When I write, however, I tend to think this way intuitively. It’s always been how I’ve perceived music - as waves.
So it’s rather second nature for me. I tend to inherently gravitate toward a sound that is something like a revving engine through gears that’s tearing the frame of the car apart; right on the edge of stability.
Even if it’s a soft song…there’s like a 95% chance the same pattern is embedded in there, but it’s just a soft version of that idea…like the cart ride in Year One, the film.
I tend to be voice_less_ because I’m melody heavy and so the bass, rhythm, and brass sections tend to make simple minor/major chords with a few diminished or augmented variations here and there for the tension - though I don’t think of them this way; I think more in a visual reference frame of a wave and it stressing and ripping and then stabilizing.
So the melody tends to get those attributes as transient moments passing over the other sections, rather than something that is pushed into the backdrop. This leaves me more room for the melody to flow wherever it wants - by keeping the backdrop chord simpler.

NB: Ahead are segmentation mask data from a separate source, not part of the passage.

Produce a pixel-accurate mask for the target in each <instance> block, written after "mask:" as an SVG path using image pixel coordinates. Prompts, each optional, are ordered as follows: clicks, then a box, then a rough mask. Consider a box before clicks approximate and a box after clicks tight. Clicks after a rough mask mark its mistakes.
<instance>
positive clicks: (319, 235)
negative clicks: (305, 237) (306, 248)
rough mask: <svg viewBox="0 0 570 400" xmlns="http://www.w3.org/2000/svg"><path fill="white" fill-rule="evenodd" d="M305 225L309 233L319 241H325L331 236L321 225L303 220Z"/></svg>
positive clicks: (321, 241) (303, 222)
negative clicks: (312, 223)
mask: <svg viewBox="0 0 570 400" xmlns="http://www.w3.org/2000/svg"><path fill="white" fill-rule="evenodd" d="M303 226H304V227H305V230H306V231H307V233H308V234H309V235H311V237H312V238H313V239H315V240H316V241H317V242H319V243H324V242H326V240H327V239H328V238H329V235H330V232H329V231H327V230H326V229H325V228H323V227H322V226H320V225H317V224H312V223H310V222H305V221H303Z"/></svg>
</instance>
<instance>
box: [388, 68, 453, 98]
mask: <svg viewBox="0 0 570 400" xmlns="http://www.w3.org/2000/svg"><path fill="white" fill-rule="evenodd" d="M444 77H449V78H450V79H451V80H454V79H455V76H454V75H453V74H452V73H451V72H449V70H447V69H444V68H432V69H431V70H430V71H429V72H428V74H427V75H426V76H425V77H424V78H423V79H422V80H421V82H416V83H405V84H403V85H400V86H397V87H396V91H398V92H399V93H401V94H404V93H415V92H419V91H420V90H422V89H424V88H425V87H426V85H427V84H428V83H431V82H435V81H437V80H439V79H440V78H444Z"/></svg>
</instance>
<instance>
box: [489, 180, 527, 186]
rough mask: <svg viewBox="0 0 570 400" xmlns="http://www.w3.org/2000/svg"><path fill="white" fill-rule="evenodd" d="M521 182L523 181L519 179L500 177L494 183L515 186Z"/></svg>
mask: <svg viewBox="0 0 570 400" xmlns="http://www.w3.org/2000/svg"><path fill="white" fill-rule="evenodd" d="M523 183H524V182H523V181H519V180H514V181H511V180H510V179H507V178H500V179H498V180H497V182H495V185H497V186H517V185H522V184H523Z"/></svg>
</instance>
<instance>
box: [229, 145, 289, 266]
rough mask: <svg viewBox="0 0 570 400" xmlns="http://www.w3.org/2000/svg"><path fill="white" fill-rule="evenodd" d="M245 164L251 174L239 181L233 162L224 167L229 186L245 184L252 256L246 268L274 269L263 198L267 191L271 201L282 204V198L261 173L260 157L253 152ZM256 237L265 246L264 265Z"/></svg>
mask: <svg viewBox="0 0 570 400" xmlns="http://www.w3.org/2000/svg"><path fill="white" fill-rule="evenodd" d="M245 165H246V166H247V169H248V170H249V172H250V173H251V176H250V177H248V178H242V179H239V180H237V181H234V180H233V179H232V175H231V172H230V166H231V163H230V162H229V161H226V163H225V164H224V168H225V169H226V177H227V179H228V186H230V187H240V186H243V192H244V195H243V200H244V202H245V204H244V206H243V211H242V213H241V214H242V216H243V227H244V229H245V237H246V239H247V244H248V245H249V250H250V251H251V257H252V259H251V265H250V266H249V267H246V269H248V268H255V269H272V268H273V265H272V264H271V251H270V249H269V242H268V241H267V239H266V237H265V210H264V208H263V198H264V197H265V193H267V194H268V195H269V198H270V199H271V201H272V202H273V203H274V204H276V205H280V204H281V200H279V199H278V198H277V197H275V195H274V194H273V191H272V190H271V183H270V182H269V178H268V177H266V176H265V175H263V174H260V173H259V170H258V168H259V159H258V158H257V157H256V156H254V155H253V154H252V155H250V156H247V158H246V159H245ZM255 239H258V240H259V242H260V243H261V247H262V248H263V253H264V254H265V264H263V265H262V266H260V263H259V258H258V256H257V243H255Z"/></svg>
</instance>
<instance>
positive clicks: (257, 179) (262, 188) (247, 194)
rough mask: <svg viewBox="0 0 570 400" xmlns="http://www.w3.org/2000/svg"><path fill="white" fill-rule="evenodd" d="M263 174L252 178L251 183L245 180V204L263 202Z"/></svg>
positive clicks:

It also makes the overall sound stronger sounding.
Nope. You don’t misunderstand me.
I used to have a signature on the old forums that said that I wasn’t a producer, I was an electronic composer.
And, to me, that’s the one thing that I typically see folks do with EDM style music that I wish I could reach over the internet and slap a hand for. There’s a lot of, “here’s the bass, and then the keys which I make a chord of yada yada with a progression of blah blah, and here’s the melody of some simple kind”…and I’d wager that most of the time I see someone walking through making an EDM song, that melody sucks.
Even if it’s someone like Deadmau5…mou5e? moz25esilentQough…whatever. That guy.
He’s really damn good at what he does, and people love it a lot, but there’s little elbow room for his melodies because the keys are typically taking up a lot of room in his songs because he tends to make 5 or more note chords in polyrhythmic patterns.
That’s what I wish I could slap hands for. The keys having chords. As soon as you stop making these chords in one instrument, boom the whole yard opens up with a wide available array of options and bigger textures can be constructed.
So…yes. Orchestration is a big thing to me. 
I’ll shoot you a link in PM to a library.